Pivotal GPDB instance registration is done in the following two ways:
- Shared account – Multiple Pivotal Chorus users can share one account for connectivity and data access. Manual role-based access control can also be configured through multiple shared-account instance setups, with appropriate data grants done in the data source. The Sales-Ops database instance, for example, can be registered with a database account having access to only sales-ops information. Similarly, the Marketing database instance can be registered with an account having access to only marketing information, but both instances can point to the same database.
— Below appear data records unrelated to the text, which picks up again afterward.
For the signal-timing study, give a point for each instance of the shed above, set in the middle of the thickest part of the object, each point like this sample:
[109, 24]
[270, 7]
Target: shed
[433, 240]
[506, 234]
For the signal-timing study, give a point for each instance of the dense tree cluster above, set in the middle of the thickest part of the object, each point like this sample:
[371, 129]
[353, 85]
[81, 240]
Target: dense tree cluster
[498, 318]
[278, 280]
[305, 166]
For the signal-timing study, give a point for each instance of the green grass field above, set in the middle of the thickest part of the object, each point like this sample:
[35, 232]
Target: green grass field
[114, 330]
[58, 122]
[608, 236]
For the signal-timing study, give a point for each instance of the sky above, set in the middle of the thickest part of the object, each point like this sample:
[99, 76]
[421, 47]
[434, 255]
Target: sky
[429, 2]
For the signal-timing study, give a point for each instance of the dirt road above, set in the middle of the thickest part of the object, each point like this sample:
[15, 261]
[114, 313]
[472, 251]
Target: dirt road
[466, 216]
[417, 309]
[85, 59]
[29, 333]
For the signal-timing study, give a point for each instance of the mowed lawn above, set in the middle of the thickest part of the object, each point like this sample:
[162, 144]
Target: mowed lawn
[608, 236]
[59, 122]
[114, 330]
Non-shared account – If an instance is connected to the data source through a non-shared account, the Pivotal Chorus user will be prompted for a data source account/password upon connection.
Moreover, if a Chorus Administrator specifies the parameters of hardware (e.g., CPU, memory), Pivotal Chorus can provision and create a new, standalone Pivotal GPDB instance on VMware virtualized infrastructure.
PIVOTAL Chorus Technology
What Is a Sandbox in Pivotal Chorus?
Each workspace contains one sandbox, which is equivalent to a schema in Pivotal Greenplum Database (GPDB). A sandbox can contain data from more than one source—Pivotal GPDB, Hadoop Distributed File System (HDFS), and external sources—and your analysts can use the sandbox as the place to import all data and perform joints to provide structure to the data.
Self-Service Provisioning of Sandbox
With Pivotal Chorus, your data science team can create new sandboxes with a few simple mouse clicks. They no longer need to file an IT ticket and wait hours or even weeks for the solution. With self-service provisioning, your users can get new sandboxes as a standalone Pivotal GPDB instance on VMware vFabric virtual infrastructure. Alternatively, your users can instantiate new sandbox schemas on the fly within existing Pivotal GPDB instances
Data Import from External Data Sources
Pivotal Chorus dramatically simplifies the process of importing data into a sandbox. Analysts can upload a delimited file (e.g., CSV, tab separated) directly from their desktops and Pivotal Chorus will automatically suggest the correct table structure for the data in the file. Analysts can further refine the structure and then share the resulting dataset with other Pivotal Chorus users. The solution also integrates with existing systems through a REST API. The data import can be scheduled at an interval for automatic import or it can be manually refreshed.
Pivotal Chorus provides visualization options for data preview to speed data insight and understanding. It supports histograms, frequency, heat-map, time-series, and box-plot charts for on-demand visualizations. Because Pivotal Chorus provides your data science team with a rapid visual representation of information, they no longer need to export data to a local desktop, import it into R or another analytics tool, and then create a visualization.